Despite evidence that defective Takata airbags pose a risk outside of high absolute humidity areas, Takata for months refused to comply with requests from federal transportation safety officials to expand its recall nationally
Today’s announcement will expand regional recalls of Takata passenger-side inflators to nationwide recalls involving 16 million vehicles; will also expand the current nationwide recall of driver-side inflators to more than 17 million vehicles
WASHINGTON, DC – After calls for action from U.S. Senator Amy Klobuchar (D-MN), Takata Corp. has expanded its national recall of defective airbags linked to a string of horrific injuries across the country. Despite evidence that defective Takata airbags pose a risk outside of high absolute humidity areas, Takata for months refused to comply with requests from federal transportation safety officials to expand its recall nationally. Today’s announcement will expand regional recalls of Takata passenger-side inflators to nationwide recalls involving 16 million vehicles. It will also expand the current nationwide recall of driver-side inflators to more than 17 million vehicles.

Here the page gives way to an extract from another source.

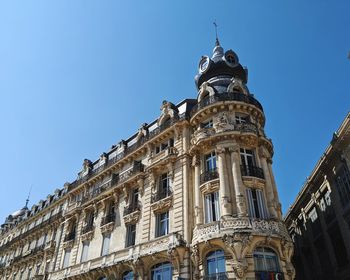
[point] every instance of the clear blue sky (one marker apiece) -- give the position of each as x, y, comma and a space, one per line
78, 76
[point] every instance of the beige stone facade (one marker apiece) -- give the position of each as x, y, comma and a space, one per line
189, 196
319, 219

In a December 2014 letter to Takata’s senior vice president, Klobuchar urged Takata to address the threat that defective air bags pose to public safety and to ensure all vehicles with defective components are removed from the road.
“After months of being asleep at the wheel and refusing to take action to protect consumers, Takata has finally stepped up and expanded its recall,” Klobuchar said. “Defective Takata air bags have transformed a safety feature responsible for saving lives into a ticking time bomb that has already been linked to numerous deaths and serious injuries in Minnesota and across the country. Expanding the recalls is a step in the right direction to help protect consumers, and I will keep holding Takata’s feet to the fire until there are no more vehicles on the road with these dangerous airbags.”

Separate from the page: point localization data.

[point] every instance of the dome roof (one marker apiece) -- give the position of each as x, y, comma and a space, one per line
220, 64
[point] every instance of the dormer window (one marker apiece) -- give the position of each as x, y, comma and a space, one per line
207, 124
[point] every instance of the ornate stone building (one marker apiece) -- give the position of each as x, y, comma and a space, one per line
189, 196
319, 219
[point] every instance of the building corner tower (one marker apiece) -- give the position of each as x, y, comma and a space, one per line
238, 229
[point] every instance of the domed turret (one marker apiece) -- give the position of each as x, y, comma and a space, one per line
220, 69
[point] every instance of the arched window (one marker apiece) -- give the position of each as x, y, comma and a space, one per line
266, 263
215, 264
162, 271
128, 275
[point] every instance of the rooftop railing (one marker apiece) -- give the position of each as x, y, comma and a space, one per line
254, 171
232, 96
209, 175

Mrs. Shashi Chopra from North Oaks, Minnesota, was a passenger in a 2002 BMW that crashed, deploying a Takata airbag. The investigation surrounding the case remains open, but Mrs. Chopra was left permanently blind. The crash occurred in March 2013, yet the family was not informed about the defect until September 2014 as part of an expanded recall from 2013.
During a Senate Commerce Committee hearing last year, Klobuchar pressed a Takata executive, automakers, and a key federal transportation official about these dangerous air bags and urged them to do everything possible to protect consumers.

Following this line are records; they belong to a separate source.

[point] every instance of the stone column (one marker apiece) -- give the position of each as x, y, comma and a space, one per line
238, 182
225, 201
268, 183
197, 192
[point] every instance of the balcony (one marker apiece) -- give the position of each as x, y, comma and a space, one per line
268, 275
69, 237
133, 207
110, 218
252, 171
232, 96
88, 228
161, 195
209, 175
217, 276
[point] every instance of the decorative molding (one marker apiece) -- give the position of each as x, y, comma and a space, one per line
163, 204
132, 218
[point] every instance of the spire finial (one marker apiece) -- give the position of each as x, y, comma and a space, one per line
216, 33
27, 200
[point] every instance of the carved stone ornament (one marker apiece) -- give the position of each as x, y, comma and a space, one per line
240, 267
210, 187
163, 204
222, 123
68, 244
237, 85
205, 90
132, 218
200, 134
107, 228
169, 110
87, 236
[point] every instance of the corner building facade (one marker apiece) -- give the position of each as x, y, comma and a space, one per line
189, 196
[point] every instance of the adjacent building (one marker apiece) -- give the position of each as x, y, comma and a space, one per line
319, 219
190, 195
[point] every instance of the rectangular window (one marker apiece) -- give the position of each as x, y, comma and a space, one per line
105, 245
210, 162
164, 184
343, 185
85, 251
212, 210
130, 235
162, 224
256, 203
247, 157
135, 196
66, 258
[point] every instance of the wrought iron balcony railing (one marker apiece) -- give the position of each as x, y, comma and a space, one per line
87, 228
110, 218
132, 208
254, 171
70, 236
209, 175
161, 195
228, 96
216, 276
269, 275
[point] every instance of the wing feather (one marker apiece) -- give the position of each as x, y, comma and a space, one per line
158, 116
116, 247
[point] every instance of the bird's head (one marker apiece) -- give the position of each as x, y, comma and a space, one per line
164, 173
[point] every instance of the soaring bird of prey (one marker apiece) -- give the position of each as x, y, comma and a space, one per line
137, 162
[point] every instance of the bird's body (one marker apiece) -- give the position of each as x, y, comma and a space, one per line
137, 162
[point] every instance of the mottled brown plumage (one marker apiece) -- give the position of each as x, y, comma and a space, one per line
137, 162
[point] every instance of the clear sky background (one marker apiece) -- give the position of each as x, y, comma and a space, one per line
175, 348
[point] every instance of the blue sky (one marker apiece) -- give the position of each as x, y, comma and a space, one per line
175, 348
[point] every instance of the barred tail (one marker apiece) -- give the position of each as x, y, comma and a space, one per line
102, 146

The full text of Klobuchar’s December 2014 letter is below:
Dear Mr. Higuchi:
Since the November 20, 2014 Senate Commerce, Science and Transportation hearing examining Takata air bag defects, new information has emerged almost daily that shines light on Takata Corp. and reveals more and more what appears to be its complete mishandling of the defective air bag inflators recall. Current regional recalls focused on high humidity regions are insufficient. I urge Takata Corp. to immediately issue a nationwide recall that encompasses all vehicles with potentially defective air bag inflators.
On November 26, 2014 the National Highway Traffic Safety Administration (NHTSA) sent a letter to Takata Corp. requesting that it expand the current high humidity regional recall for driver's side air bag inflators nationwide by Tuesday, December 2. Despite evidence that driver’s side air bag inflators pose a risk outside of high absolute humidity areas, Takata Corp. has thus far refused to expand the recall nationally. I strongly encourage Takata Corp. to act immediately to address this threat to public safety and ensure all vehicles with defective components are removed from the road.
Defective Takata air bag inflators transform a vehicle safety feature responsible for saving countless lives into a ticking time bomb ready to injure or kill. During the November 20, 2014 Senate Commerce, Science and Transportation Committee hearing, I shared the story of the Chopra family from North Oaks, Minnesota. In March 2013, Mrs. Shashi Chopra was traveling in the passenger seat of a 2002 BMW 325xi when it was involved in a crash that deployed a Takata air bag. The investigation surrounding this case remains open but Mrs. Chopra was left permanently blind.
In addition to expanding the recall nationwide, I also urge Takata Corp. to cooperate fully with ongoing investigations of defective air bag components by NHTSA, the U.S. Department of Justice, the U.S. Senate, automobile manufacturers and any legal proceedings brought by victims or their families. We must ensure those responsible for any wrong-doing are held accountable, the necessary reforms to our nation’s motor vehicle safety oversight regime are enacted, and any barriers to protecting public safety and providing for the strongest possible enforcement of motor vehicle safety laws are removed so that no one has to go through what Shashi Chopra has gone through.